A list of Purdy's maps and charts was given in the Catalogue of the Map Room of the Royal Geographical Society. They include: a chart of the Atlantic Ocean (1812); a map of Cabotia, comprehending the Provinces of Upper and Lower Canada, (1814); a map of the world on Mercator's Projection (1825); The Azores (1831); Jamaica (1834); the Viceroyalty of Canada (1838); Newfoundland (1844). Others published by Findlay, after Purdy's death, include the Indian and Pacific Oceans (1847); St. George's Channel (1850); the coasts of Spain and Portugal (1856). His nephew Isaac published a chart of the coasts of China in 1865.

== Lighthouses ==
Purdy is credited as the coiner of the word "Pharology" as the study of modern lighthouses from the 1800s. The word appeared in Purdy's 1839 The Colombian Navigator; Or, Sailing Directory for the American Coasts and the West-Indies.

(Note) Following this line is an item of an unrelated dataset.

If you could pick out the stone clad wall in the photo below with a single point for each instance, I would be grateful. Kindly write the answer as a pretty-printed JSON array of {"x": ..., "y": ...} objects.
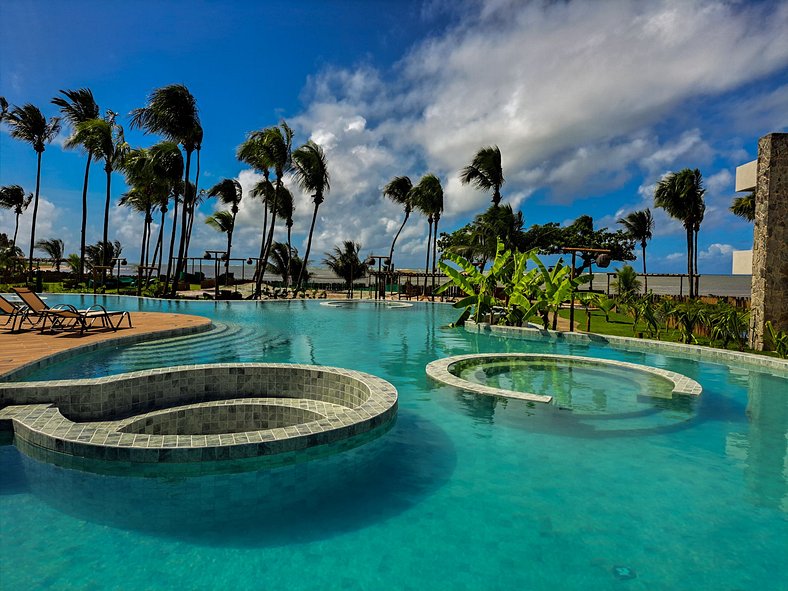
[{"x": 770, "y": 240}]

The following year, 1840, it was used in Purdy's The New Sailing Directory for the Strait of Gibraltar and the Western Division of the Mediterranean Sea: Comprehending the Coasts of Spain, France, and Italy, from Cape Trafalgar to Cape Spartivento, the Balearic Isles, Corsica, Sardinia, Sicily and the Maltese Islands, with the African Coast, from Tangier to Tripoli, Inclusive ... Improved, by Considerable Additions, to the Present Times.